Ingredients

  • 1 cup ripe tomatoes, seeded, peeled and diced
  • 2 tablespoons chopped fresh basil
  • 1 tablespoon fresh lime juice
  • ¼ teaspoon salt
  • 5 cups chicken stock
  • 2 cups corn cut from 4 or 5 large ears
  • 2 tablespoons butter, preferably unsalted
  • ½ cup finely chopped scallions, white part only
  • 1 ½ cups Arborio rice or American medium-grain rice
  • ½ cup dry white wine
  • Salt and freshly ground black pepper
  • Grated Parmesan cheese
  • Nutritional Information
    • Nutritional analysis per serving (4 servings)

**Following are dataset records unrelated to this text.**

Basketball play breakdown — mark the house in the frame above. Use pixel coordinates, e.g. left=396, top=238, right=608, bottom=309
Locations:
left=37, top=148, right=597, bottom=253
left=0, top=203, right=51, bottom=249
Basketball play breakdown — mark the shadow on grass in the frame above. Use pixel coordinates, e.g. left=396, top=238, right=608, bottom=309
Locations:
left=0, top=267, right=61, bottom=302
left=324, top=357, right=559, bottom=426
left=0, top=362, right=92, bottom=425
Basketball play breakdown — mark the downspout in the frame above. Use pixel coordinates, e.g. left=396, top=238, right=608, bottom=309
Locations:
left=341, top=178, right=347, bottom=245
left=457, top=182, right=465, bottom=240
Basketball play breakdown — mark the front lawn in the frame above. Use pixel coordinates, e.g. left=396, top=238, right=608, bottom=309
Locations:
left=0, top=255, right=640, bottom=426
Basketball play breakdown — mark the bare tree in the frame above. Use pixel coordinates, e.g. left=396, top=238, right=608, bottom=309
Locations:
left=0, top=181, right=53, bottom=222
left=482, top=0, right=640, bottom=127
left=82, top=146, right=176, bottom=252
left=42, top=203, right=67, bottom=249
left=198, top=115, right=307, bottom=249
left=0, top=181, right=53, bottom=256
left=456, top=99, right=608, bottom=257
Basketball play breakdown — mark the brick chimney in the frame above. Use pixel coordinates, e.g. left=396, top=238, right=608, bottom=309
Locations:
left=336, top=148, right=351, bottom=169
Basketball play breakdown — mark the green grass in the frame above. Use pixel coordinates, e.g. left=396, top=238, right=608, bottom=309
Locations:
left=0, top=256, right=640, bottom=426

      500 calories; 10 grams fat; 4 grams saturated fat; 0 grams trans fat; 3 grams monounsaturated fat; 1 gram polyunsaturated fat; 83 grams carbohydrates; 4 grams dietary fiber; 10 grams sugars; 15 grams protein; 24 milligrams cholesterol; 592 milligrams sodium

    • Note: Nutrient information is not available for all ingredients. Amount is based on available data.

4 servings

Preparation

  1. Combine tomatoes, basil, lime juice and salt. Bring stock to simmer. Puree 1 cup of corn in food processor. Heat butter in large saucepan or skillet over medium heat until foam subsides, then add scallions, stirring until they are translucent, about 5 minutes. Add rice, and stir to coat it with butter before adding wine. Cook, stirring until absorbed.
  2. Add 1 cup of chicken stock, and cook, stirring over medium-low heat until stock is absorbed. Add remaining stock, 1/2 cup at a time, reserving at least 1/2 cup for Step 3. Cook and stir until liquid is almost completely absorbed before adding more. Continue until rice is almost tender, about 15 minutes.
  3. Stir in pureed corn with another 1/2 cup of stock. Continue to cook, stirring and adding stock as needed until rice is al dente, 5 to 10 minutes more. Stir in corn kernels and fresh tomato mixture. Season with salt and pepper, spoon into warmed soup bowls, and sprinkle each serving with grated Parmesan cheese.